“THREE BUCKS A DAY, ALL IN.” My friend Jay Martin, founder and chairman of Juice Plus+, is impatient with systems for systems’ sake, with bureaucracies based on bureaucracies, with the tried and true default of “we’ve always done it that way.” If he sees a problem and sees no solution or a solution as problematic as the problem, he has a habit of building one himself and taking it out for a spin. And then he gets a few friends to climb on.
When too many boys and girls from the Boys and Girls Clubs were going out into the world with too few opportunities, Jay built the Juice Plus+ Technical Training Center and established programs in five tracks: culinary, logistics, automotive, welding and IT. Now the center places 100 percent of its graduates.
Then Jay saw another problem; they couldn’t get to those placements to begin with, or get there reliably enough to keep the job.
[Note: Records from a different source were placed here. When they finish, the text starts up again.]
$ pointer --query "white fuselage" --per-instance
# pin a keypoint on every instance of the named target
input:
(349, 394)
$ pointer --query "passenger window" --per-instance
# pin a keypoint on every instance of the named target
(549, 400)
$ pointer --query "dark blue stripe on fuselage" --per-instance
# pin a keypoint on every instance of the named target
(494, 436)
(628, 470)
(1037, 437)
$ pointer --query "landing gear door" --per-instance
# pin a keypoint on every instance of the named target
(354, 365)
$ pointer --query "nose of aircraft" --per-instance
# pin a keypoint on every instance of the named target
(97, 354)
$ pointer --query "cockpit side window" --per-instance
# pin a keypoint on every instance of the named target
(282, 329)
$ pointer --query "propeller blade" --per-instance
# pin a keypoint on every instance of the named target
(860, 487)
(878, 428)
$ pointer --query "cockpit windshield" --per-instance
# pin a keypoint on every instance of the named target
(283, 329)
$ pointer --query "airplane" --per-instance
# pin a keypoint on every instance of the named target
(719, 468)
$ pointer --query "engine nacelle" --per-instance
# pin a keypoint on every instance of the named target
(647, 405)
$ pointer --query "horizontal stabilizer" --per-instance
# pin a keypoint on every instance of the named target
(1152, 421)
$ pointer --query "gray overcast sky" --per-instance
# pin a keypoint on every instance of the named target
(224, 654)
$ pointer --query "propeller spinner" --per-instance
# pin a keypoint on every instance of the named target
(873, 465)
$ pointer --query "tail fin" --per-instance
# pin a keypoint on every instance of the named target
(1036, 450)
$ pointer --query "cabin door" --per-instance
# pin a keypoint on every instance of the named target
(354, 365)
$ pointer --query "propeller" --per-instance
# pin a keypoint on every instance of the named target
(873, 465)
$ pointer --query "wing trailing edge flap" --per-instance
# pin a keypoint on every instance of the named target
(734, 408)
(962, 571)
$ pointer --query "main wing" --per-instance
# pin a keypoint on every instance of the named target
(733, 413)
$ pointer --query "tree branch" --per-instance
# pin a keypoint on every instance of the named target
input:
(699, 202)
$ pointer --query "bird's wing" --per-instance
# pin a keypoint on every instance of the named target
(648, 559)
He told me about a University of Georgia study about moving people from minimum wage to income that can sustain a family.
“The No. 1 problem is transportation,” he said, “and there is no No. 2.” In other words, the distance between transportation and whatever was next was miles and miles.
So he’s building a solution and taking it out for a spin. On scooters – not 50cc toys with lawnmower engines, but substantial, street-ready machines capable of 65 mph – made affordable including training, maintenance and insurance – and made possible through employer endorsement. It’s a new not-for-profit called My City Rides. He asked another friend, Andy Nix, to run it and … full disclosure … he asked me to brand it.
This is the mission:
“My City Rides makes reliable transportation affordable and ownership possible for those in the workforce with limited means but unlimited potential, increasing opportunity for everyone.”
This from the website:
“My city needs a chance.
“Across the country, transportation averages 17 percent of income. In Memphis, it’s 29 percent. Credit is hard to come by, and so are cars, so cars are shared, and old. Maintenance and insurance fight rent and food for a place in the budget. Bus routes and schedules can be complicated, transfers numerous, and stops are often far from the job. Being late is ordinary, if not missing whole shifts. Losing jobs through no fault of your own is ordinary, if not expected.
“My city needs a lift.
“My city needs the means to get to work, and the reliability and future that will bring. They need the independence of ownership, and the credit history that follows. They need insurance and training, and the license and tag that come with it. They need maintenance to assure their mobility, and a move in the right direction.
“And employers need the dependability of all of that, because of the productivity it increases. And all of it has to be affordable.
“Three bucks a day, all in.”
If you think solving problems can’t be fun, you haven’t asked Jay’s friends.
I’m a Memphian. And now, My City Rides.